What is seasoned firewood?

Seasoned firewood is easier to start, produces more heat, and burns cleaner. Using quality, well-seasoned firewood will help your wood stove or fireplace burn cleaner and more efficiently.

What is the best way to store firewood?

Wood should be stored off the ground with just the top covered leaving the sides exposed to the drying effects of the sun and the wind. You never want to trap the moisture under a tarp or plastic. Do not store firewood near the house! All firewood has insects of some sort (think termites/roaches, etc.) that can infiltrate your home.

Should I use hardwoods or softwoods?

When comparing hardwoods vs softwoods, it’s the density of the wood that makes the difference. Hardwoods and softwoods will create the same amount of heat; however, due to the difference in density you may need twice the volume of softwood to compare to the same weight as hardwood.   

What are ways to keep the fire I want from starting the fire I don’t?

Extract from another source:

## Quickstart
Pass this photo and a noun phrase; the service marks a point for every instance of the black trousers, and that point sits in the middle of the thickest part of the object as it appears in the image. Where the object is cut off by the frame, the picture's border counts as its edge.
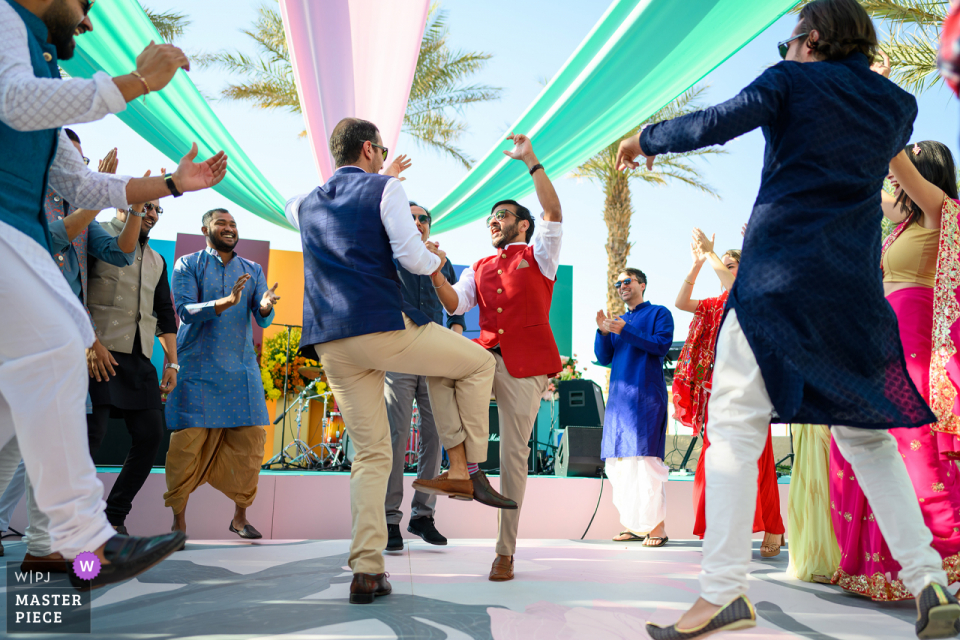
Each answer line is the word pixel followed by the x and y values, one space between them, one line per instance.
pixel 146 429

  • Have your fireplace or stove chimney inspected annually by a qualified (preferably a CSIA Certified) professional and swept if necessary.
  • Burn only “seasoned” or cured wood!
  • Build smaller “hotter” fires that burn more completely and produce less smoke.
  • Never burn cardboard, wrapping paper or the Christmas tree! These items tend to “flare up” when burned and may cause a chimney fire.
  • When using a stove, install a stovepipe or “probe” style thermometer to help you monitor your “true” burning temperature! If needed, this helps to adjust your burning habits to maintain proper temperatures to avoid excessive creosote buildup.
  • If using a wood stove, clean and inspect the catalytic combustor (if applicable.) A cracked or broken catalytic combustor cannot perform as required and leads to more smoke particulates entering the atmosphere!

Does it matter if I just put my fireplace insert in the fireplace space?

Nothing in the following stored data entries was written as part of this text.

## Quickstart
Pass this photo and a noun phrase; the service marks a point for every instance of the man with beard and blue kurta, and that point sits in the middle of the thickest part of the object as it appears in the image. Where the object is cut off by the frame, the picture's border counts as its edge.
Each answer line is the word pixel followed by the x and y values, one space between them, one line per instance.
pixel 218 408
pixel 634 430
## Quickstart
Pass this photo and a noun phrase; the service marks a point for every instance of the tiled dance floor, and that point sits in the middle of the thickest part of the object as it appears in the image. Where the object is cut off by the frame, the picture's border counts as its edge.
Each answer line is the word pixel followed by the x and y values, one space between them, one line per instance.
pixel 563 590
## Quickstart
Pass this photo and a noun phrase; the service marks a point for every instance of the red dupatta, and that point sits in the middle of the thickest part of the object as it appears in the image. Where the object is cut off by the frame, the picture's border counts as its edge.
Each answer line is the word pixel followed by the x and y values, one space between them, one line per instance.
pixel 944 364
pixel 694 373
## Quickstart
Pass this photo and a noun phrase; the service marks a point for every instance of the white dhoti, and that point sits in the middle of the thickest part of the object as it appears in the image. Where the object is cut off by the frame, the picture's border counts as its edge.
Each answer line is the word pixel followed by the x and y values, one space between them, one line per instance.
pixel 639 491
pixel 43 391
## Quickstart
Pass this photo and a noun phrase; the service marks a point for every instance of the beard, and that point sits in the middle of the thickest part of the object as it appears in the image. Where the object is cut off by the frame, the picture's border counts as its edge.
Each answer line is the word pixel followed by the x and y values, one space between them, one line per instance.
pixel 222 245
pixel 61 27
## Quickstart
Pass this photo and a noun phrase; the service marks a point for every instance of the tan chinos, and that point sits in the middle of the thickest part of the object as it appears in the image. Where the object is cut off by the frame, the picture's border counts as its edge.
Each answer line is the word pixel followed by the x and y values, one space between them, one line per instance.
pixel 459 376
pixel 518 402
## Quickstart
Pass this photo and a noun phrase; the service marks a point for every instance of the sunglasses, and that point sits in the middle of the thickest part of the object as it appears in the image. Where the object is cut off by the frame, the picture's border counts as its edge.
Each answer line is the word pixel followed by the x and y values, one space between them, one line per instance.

Most fireplace inserts are pushed or shoved into the opening of a fireplace which is very dangerous! It is very important for your safety that you have a professional correctly install a fireplace insert to make sure it adheres to NFPA (National Fire Protection Association) 211 Standards.

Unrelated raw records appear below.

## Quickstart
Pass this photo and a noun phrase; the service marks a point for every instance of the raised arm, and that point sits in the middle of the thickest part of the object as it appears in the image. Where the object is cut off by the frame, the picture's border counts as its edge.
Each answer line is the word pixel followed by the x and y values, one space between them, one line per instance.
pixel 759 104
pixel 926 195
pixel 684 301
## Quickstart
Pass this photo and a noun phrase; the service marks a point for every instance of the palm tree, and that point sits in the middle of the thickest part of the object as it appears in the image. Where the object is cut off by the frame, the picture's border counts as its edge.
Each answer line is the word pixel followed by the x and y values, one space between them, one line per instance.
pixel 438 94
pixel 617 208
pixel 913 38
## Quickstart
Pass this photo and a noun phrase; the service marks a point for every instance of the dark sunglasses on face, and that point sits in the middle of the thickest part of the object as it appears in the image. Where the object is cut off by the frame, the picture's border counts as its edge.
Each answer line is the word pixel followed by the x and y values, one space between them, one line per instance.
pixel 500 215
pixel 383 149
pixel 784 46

Why do I need a chimney cap?

Without a chimney cap professionally installed on top of your chimney, rainwater and even birds, squirrels, raccoons, or other wild animals can enter the chimney. Both can cause unwanted odors, or mold and mildew issues, a potential health risk. A good quality chimney cap equipped with mesh metal sides should be professionally installed at the top of your chimney. We carry a wide variety of chimney caps, and we can recommend the best one for your chimney and then install it to protect your chimney from water and wild animals.

What are the different levels of fireplace inspection?

As per the National Fire Protection Association (NFPA) 211 Standards, there are three levels of chimney inspections.

Level 1

If there have been no changes to your heating appliance or system, Level 1 inspection is appropriate for an annual service visit and during a flue cap installation. This inspection includes examining portions of the appliance and the chimney connection without disruption to the chimney structure or finish.

Level 2

Level 2 is required when any change is made to your system or upon the sale or transfer of property. This level is also suggested when an operating malfunction or external event may have caused damage to the chimney or appliance. The inspection includes all services of Level I, plus the examination of accessible portions of the chimney exterior and interior, including attics crawlspaces and basement. If needed, it can include a visual inspection or a video scan.

Level 3

A Level 3 is conducted only after a Level 1 or Level 2 inspection indicates a hazard in concealed portions of the chimney and flue. It may involve the removal, and possibly demolition and destruction, of portions of the chimney or building structure, as necessary. Typically, special tools are used and may require access to concealed areas of the chimney and flue.